Thats awesome, can they make it full resolution for DVD?  Might be a neat idea for wedding clients.


----------



## DSLR noob (Sep 17, 2007)

I think you guys should make a few 30 second videos and post em up!


----------



## Nein-reis (Sep 17, 2007)

Heres a wedding test I did:

http://animoto.com/play/f12443728802352b958d43177dd82d2d

If they offer this in HD for DVD, I'll sign up and offer them with my wedding packages.


----------



## Nein-reis (Sep 17, 2007)

This would also be an awesome stand alone app.  I would pay a pretty decent price for it.


----------



## DSLR noob (Sep 17, 2007)

Yeah. Somewhere on their site it says "if you are uploading on to a DVD, we recommend that you resize images to be at least ' ' ' ' by ' ' ' ' pixels large." I think it's one of those features that isn't out yet, but is scheduled for later release. Good little wedding short.


----------



## AnimotoRebecca (Nov 16, 2009)

Hey,

Just seeing this thread now. Animoto's a sponsor of TPF, so I thought I'd say hey and answer your questions. We do have DVD-Quality upgrades (and will have HD next year most likely).
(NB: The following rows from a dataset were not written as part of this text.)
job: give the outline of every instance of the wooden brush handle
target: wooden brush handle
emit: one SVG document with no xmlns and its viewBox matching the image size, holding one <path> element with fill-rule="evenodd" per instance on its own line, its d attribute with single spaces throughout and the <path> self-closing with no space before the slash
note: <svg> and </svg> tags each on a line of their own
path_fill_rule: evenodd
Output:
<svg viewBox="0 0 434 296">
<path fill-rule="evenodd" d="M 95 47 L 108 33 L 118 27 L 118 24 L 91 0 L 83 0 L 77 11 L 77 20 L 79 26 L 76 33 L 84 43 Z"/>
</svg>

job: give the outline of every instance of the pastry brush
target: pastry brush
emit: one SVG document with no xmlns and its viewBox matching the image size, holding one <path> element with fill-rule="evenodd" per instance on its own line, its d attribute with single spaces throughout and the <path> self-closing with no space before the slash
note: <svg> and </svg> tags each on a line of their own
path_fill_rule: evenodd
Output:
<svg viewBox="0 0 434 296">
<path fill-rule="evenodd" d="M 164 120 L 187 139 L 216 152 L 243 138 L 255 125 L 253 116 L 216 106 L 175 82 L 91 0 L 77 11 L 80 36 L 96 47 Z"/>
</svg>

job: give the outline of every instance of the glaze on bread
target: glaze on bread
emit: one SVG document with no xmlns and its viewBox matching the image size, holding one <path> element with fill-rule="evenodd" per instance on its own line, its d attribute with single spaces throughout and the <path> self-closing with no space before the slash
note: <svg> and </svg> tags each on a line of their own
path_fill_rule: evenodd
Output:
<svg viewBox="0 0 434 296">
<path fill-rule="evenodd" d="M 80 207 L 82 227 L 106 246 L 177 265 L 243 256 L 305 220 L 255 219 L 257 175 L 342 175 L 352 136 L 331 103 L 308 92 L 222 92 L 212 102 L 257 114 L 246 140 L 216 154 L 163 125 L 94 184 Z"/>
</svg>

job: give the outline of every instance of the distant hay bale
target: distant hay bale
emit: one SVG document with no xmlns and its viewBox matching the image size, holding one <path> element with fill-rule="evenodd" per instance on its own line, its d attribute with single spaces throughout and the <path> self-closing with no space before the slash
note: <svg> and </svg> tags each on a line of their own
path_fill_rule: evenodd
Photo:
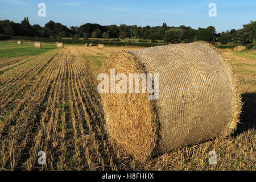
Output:
<svg viewBox="0 0 256 182">
<path fill-rule="evenodd" d="M 109 77 L 110 69 L 127 78 L 129 73 L 159 74 L 156 100 L 149 100 L 147 90 L 101 94 L 110 140 L 144 161 L 230 134 L 239 121 L 241 97 L 233 67 L 219 51 L 195 42 L 110 55 L 104 70 Z M 129 93 L 129 79 L 122 81 Z"/>
<path fill-rule="evenodd" d="M 104 48 L 104 44 L 98 44 L 98 49 L 103 49 Z"/>
<path fill-rule="evenodd" d="M 57 43 L 57 48 L 63 48 L 64 47 L 63 42 L 58 42 Z"/>
<path fill-rule="evenodd" d="M 34 43 L 34 48 L 41 48 L 42 43 L 40 42 L 35 42 Z"/>
</svg>

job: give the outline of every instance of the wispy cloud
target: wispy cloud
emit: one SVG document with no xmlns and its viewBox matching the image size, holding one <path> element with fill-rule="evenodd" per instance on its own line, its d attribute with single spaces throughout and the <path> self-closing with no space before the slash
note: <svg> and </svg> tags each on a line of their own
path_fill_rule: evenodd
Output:
<svg viewBox="0 0 256 182">
<path fill-rule="evenodd" d="M 108 7 L 108 6 L 100 6 L 100 9 L 105 9 L 111 11 L 122 12 L 122 13 L 155 13 L 155 14 L 184 14 L 185 13 L 185 10 L 155 10 L 149 9 L 131 9 L 122 7 Z"/>
<path fill-rule="evenodd" d="M 100 6 L 99 7 L 107 10 L 117 12 L 128 12 L 133 10 L 132 9 L 130 9 L 121 7 Z"/>
<path fill-rule="evenodd" d="M 17 0 L 0 0 L 0 2 L 6 2 L 6 3 L 10 3 L 12 4 L 15 4 L 15 5 L 24 5 L 27 6 L 32 6 L 32 5 L 27 3 L 24 1 L 17 1 Z"/>
<path fill-rule="evenodd" d="M 66 2 L 61 3 L 61 5 L 72 6 L 79 6 L 80 5 L 80 4 L 77 2 Z"/>
</svg>

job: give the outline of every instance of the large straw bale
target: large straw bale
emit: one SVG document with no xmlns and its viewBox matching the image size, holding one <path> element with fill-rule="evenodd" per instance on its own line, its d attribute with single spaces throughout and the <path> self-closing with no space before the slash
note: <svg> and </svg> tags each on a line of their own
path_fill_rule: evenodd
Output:
<svg viewBox="0 0 256 182">
<path fill-rule="evenodd" d="M 104 44 L 98 44 L 98 49 L 103 49 L 104 48 Z"/>
<path fill-rule="evenodd" d="M 57 48 L 63 48 L 64 47 L 63 42 L 58 42 L 57 43 Z"/>
<path fill-rule="evenodd" d="M 35 42 L 34 43 L 34 48 L 41 48 L 41 42 Z"/>
<path fill-rule="evenodd" d="M 110 69 L 127 78 L 132 73 L 159 74 L 156 100 L 149 100 L 148 93 L 141 90 L 101 94 L 110 140 L 143 161 L 151 155 L 230 134 L 239 121 L 241 102 L 228 63 L 218 49 L 202 42 L 110 55 L 104 71 L 109 77 Z"/>
</svg>

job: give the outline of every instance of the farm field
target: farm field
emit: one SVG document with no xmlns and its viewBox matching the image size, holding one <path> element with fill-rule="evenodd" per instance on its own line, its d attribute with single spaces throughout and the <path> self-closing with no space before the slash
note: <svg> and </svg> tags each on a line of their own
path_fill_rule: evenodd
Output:
<svg viewBox="0 0 256 182">
<path fill-rule="evenodd" d="M 255 169 L 256 52 L 224 52 L 237 71 L 245 103 L 233 134 L 140 163 L 108 140 L 97 90 L 108 56 L 138 48 L 42 48 L 0 43 L 1 170 Z M 208 163 L 213 150 L 217 165 Z M 46 165 L 38 163 L 40 151 Z"/>
</svg>

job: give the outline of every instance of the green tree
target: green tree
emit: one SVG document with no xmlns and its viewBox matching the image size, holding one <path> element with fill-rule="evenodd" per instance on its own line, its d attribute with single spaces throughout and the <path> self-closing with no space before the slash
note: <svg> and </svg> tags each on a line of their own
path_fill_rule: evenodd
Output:
<svg viewBox="0 0 256 182">
<path fill-rule="evenodd" d="M 33 31 L 33 36 L 41 36 L 42 27 L 39 24 L 34 24 L 32 26 L 32 30 Z"/>
<path fill-rule="evenodd" d="M 150 35 L 150 31 L 148 30 L 146 30 L 144 31 L 144 32 L 143 38 L 144 39 L 148 39 L 148 35 Z"/>
<path fill-rule="evenodd" d="M 148 38 L 151 40 L 156 40 L 160 39 L 160 35 L 158 32 L 152 33 L 150 34 L 150 35 L 148 35 Z"/>
<path fill-rule="evenodd" d="M 219 38 L 220 42 L 221 44 L 226 44 L 229 42 L 230 42 L 232 39 L 232 36 L 229 33 L 222 34 Z"/>
<path fill-rule="evenodd" d="M 192 42 L 195 40 L 196 32 L 196 30 L 192 28 L 183 30 L 179 39 L 184 43 Z"/>
<path fill-rule="evenodd" d="M 209 30 L 213 35 L 214 35 L 216 34 L 216 30 L 215 29 L 215 27 L 213 26 L 209 26 L 206 29 Z"/>
<path fill-rule="evenodd" d="M 197 40 L 203 40 L 210 43 L 213 38 L 213 34 L 212 31 L 208 29 L 199 28 L 199 31 L 196 35 L 196 38 Z"/>
<path fill-rule="evenodd" d="M 109 38 L 109 33 L 106 32 L 104 32 L 102 34 L 102 37 L 105 39 L 108 39 Z"/>
<path fill-rule="evenodd" d="M 125 39 L 127 38 L 127 34 L 125 32 L 121 32 L 119 34 L 119 38 L 120 39 Z"/>
<path fill-rule="evenodd" d="M 96 32 L 96 31 L 93 31 L 92 33 L 92 37 L 93 38 L 97 38 L 97 32 Z"/>
<path fill-rule="evenodd" d="M 249 32 L 245 28 L 238 30 L 237 36 L 239 38 L 240 44 L 242 45 L 245 45 L 249 42 L 250 36 Z"/>
<path fill-rule="evenodd" d="M 170 42 L 175 43 L 179 42 L 179 38 L 180 37 L 183 30 L 181 28 L 171 28 L 166 32 L 163 40 L 164 42 Z"/>
</svg>

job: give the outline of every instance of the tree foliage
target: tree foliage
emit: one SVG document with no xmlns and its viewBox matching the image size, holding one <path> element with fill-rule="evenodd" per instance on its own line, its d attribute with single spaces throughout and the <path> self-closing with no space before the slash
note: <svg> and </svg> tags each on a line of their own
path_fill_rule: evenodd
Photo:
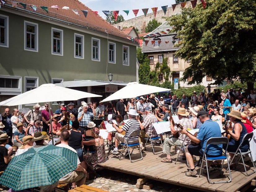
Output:
<svg viewBox="0 0 256 192">
<path fill-rule="evenodd" d="M 255 0 L 208 0 L 168 19 L 182 46 L 178 56 L 190 60 L 183 74 L 191 84 L 207 75 L 217 84 L 224 79 L 248 83 L 256 78 L 256 3 Z"/>
<path fill-rule="evenodd" d="M 124 21 L 124 19 L 122 15 L 119 15 L 117 16 L 117 19 L 116 21 L 114 17 L 114 15 L 113 14 L 113 12 L 111 11 L 110 12 L 108 16 L 106 18 L 106 20 L 112 25 Z"/>
<path fill-rule="evenodd" d="M 145 33 L 149 33 L 152 31 L 162 24 L 161 22 L 158 22 L 155 19 L 150 21 L 145 28 Z"/>
</svg>

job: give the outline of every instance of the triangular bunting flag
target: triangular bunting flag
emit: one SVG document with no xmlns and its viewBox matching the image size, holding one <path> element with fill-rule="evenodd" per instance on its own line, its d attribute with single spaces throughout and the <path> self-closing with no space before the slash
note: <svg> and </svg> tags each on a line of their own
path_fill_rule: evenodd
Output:
<svg viewBox="0 0 256 192">
<path fill-rule="evenodd" d="M 193 0 L 190 2 L 191 2 L 191 4 L 192 5 L 192 7 L 193 8 L 195 8 L 195 6 L 196 5 L 196 2 L 197 2 L 197 0 Z"/>
<path fill-rule="evenodd" d="M 66 9 L 66 10 L 68 10 L 69 9 L 69 7 L 64 6 L 62 8 L 62 9 Z"/>
<path fill-rule="evenodd" d="M 107 17 L 108 17 L 108 15 L 109 15 L 109 11 L 103 11 L 102 12 L 105 14 L 105 15 L 107 16 Z"/>
<path fill-rule="evenodd" d="M 15 1 L 12 1 L 11 7 L 14 8 L 17 8 L 17 3 L 18 3 L 17 2 L 16 2 Z"/>
<path fill-rule="evenodd" d="M 201 2 L 202 2 L 203 7 L 204 9 L 206 7 L 206 0 L 201 0 Z"/>
<path fill-rule="evenodd" d="M 144 15 L 145 16 L 145 17 L 147 15 L 147 14 L 148 13 L 148 8 L 142 9 L 142 11 L 143 11 L 143 12 L 144 13 Z"/>
<path fill-rule="evenodd" d="M 164 11 L 164 15 L 165 15 L 165 14 L 166 13 L 166 11 L 167 10 L 168 5 L 162 6 L 161 7 L 162 7 L 162 9 L 163 10 L 163 11 Z"/>
<path fill-rule="evenodd" d="M 146 46 L 148 44 L 148 43 L 149 42 L 149 41 L 148 40 L 145 40 L 145 45 L 146 45 Z"/>
<path fill-rule="evenodd" d="M 85 18 L 86 18 L 86 17 L 87 16 L 87 13 L 88 13 L 88 11 L 87 10 L 81 10 L 81 11 L 83 12 L 83 13 L 84 16 L 85 17 Z"/>
<path fill-rule="evenodd" d="M 129 14 L 129 12 L 130 11 L 129 10 L 123 10 L 123 11 L 127 14 L 127 16 L 128 16 L 128 14 Z"/>
<path fill-rule="evenodd" d="M 173 5 L 172 5 L 172 7 L 173 7 L 173 11 L 174 11 L 174 10 L 175 9 L 175 7 L 176 7 L 176 6 L 177 5 L 177 4 L 175 3 L 175 4 L 173 4 Z"/>
<path fill-rule="evenodd" d="M 156 15 L 156 12 L 157 11 L 157 9 L 158 8 L 158 7 L 153 7 L 151 8 L 151 9 L 152 10 L 152 11 L 153 11 L 153 13 L 154 13 L 154 15 L 155 16 L 155 16 Z"/>
<path fill-rule="evenodd" d="M 43 9 L 43 10 L 44 10 L 47 13 L 49 13 L 49 12 L 48 12 L 48 8 L 47 7 L 43 7 L 41 6 L 41 9 Z"/>
<path fill-rule="evenodd" d="M 53 5 L 51 7 L 51 8 L 55 8 L 55 9 L 57 9 L 57 10 L 58 10 L 59 9 L 59 8 L 58 7 L 57 5 Z"/>
<path fill-rule="evenodd" d="M 113 11 L 113 15 L 114 15 L 114 18 L 115 18 L 115 20 L 116 21 L 117 19 L 117 16 L 118 16 L 118 13 L 119 13 L 119 11 Z"/>
<path fill-rule="evenodd" d="M 139 12 L 139 9 L 133 9 L 132 11 L 133 11 L 133 13 L 134 14 L 135 16 L 137 17 L 137 14 L 138 14 L 138 12 Z"/>
<path fill-rule="evenodd" d="M 78 14 L 78 10 L 77 9 L 72 9 L 72 11 L 77 15 L 80 15 Z"/>
<path fill-rule="evenodd" d="M 184 8 L 185 7 L 185 6 L 186 5 L 186 4 L 187 3 L 186 2 L 184 2 L 183 3 L 181 3 L 181 7 L 182 8 Z"/>
<path fill-rule="evenodd" d="M 96 15 L 98 15 L 98 11 L 92 11 Z"/>
<path fill-rule="evenodd" d="M 20 5 L 22 6 L 22 7 L 24 7 L 24 9 L 25 9 L 26 7 L 27 7 L 27 4 L 25 4 L 25 3 L 19 3 Z"/>
</svg>

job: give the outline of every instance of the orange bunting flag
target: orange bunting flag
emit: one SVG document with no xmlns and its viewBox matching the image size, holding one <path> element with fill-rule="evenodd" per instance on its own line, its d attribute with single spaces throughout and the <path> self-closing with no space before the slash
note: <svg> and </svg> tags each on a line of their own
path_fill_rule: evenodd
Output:
<svg viewBox="0 0 256 192">
<path fill-rule="evenodd" d="M 133 11 L 133 13 L 134 14 L 134 15 L 135 17 L 137 16 L 137 14 L 138 14 L 138 12 L 139 12 L 139 9 L 133 9 L 132 11 Z"/>
<path fill-rule="evenodd" d="M 186 5 L 186 4 L 187 3 L 186 2 L 183 2 L 183 3 L 181 3 L 181 7 L 182 8 L 184 8 L 185 7 L 185 6 Z"/>
<path fill-rule="evenodd" d="M 153 11 L 153 13 L 154 13 L 154 15 L 155 16 L 155 16 L 156 15 L 156 12 L 157 12 L 157 9 L 158 8 L 158 7 L 153 7 L 152 8 L 151 8 L 151 9 L 152 10 L 152 11 Z"/>
<path fill-rule="evenodd" d="M 115 18 L 115 20 L 116 21 L 117 19 L 117 16 L 118 16 L 118 13 L 119 13 L 119 11 L 113 11 L 113 15 L 114 15 L 114 18 Z"/>
</svg>

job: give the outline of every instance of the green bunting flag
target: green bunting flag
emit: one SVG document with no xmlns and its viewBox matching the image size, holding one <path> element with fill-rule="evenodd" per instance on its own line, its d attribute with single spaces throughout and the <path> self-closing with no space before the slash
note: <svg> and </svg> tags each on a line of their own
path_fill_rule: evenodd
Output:
<svg viewBox="0 0 256 192">
<path fill-rule="evenodd" d="M 127 16 L 128 16 L 128 14 L 129 14 L 129 12 L 130 11 L 129 10 L 123 10 L 123 11 L 126 14 L 127 14 Z"/>
<path fill-rule="evenodd" d="M 165 15 L 165 14 L 166 13 L 166 11 L 167 10 L 168 5 L 162 6 L 161 7 L 162 7 L 162 9 L 163 10 L 163 11 L 164 11 L 164 15 Z"/>
<path fill-rule="evenodd" d="M 148 13 L 148 8 L 142 9 L 142 11 L 143 11 L 143 12 L 144 13 L 144 15 L 145 16 L 145 17 Z"/>
<path fill-rule="evenodd" d="M 47 13 L 49 13 L 49 12 L 48 12 L 48 8 L 47 7 L 43 7 L 43 6 L 41 6 L 40 7 L 41 7 L 41 9 L 42 9 L 43 10 L 44 10 L 45 11 L 46 11 L 46 12 Z"/>
</svg>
You can check our DVD-Quality at:

- Animoto: Standard vs. DVD-Quality -

As for your note about wanting us to be a standalone product, unfortunately that isn't possible since it takes a tremendous amount of power to render these vids frame by frame, so we have to outsource that to a farm of rendering computers (getting totally dorky/technical here) to do that.

However, you can always burn your vids to DVD for re-sale purposes.



Nein-reis said:


> Heres a wedding test I did:
> 
> animoto - Tyler Davis Weddings 2
> 
> If they offer this in HD for DVD, I'll sign up and offer them with my wedding packages.


----------



## photographyfanatic (Nov 30, 2009)

Here's one I did for a band.


----------



## AnimotoRebecca (Dec 4, 2009)

Nice vid!


----------



## photographyfanatic (Dec 6, 2009)

Thanks! I was very pleased with it and so was the band. It's gotten some awesome feedback.


----------



## DSLR noob (Dec 6, 2009)

Haha thanks for replying Animoto(Rebecca), at the time I posted this, you guys hadn't become sponsors yet(to my knowledge), and your service was pretty new and had a lot of features disabled. I was really excited to tell everyone, and now I am glad you are still doing well and I am happy to see the features have all become extensive and function quite well.


----------



## msf (May 30, 2010)

DSLR noob said:


> Normally it's $3 for every full length video, or $30 for 1 year of unlimited full length videos. It's free for anybody to do 30 second or less videos though. It is described as "a music video for your photos" and is very hard to explain without seeing it yourself, but it;s MUCH better than a slideshow. Here read the description I got from Photojojo.



Is that pricing old or are you still able to get individual videos for $3?  I just looked on the site and the only thing I see is $40 a month or $250 a year.  I would liek to do a few of these, but not enough to justify $40.


----------



## msf (May 30, 2010)

I think I found the answer fo rmyself.  I signed up, and it seemed to only have two choices, $40 a month or $250 a year.  I hit pricing details at the very bottom and it seems you dont have to choose either of those, if you choose nothing you have a free basic account.  And you can get full length videos for $3.  Sweet.    Now to find unlicensed songs again.


----------



## msf (May 31, 2010)

Now I find myself wondering if I should watermark the images I use in these videos or just my logo in the corner of each pic or nothing at all.  the free ones are not hd so im thinking I dont need to put an ugly watermark on the images.  Im just wondering what everyone else here does.


----------



## DSLR noob (Apr 3, 2011)

I don't do my work professionally or get too worried about rights so I can't say much about the watermark, but I would agree that the free membership quality leaves the worry of the images being stolen and used as still images against copyright behind.


----------



## KmH (Apr 4, 2011)

:lmao: Wow! A thread that hibernates.


----------



## Texas Parrothead (May 9, 2011)

I'm glad it came back to  life.....this looks really interesting!!!!


----------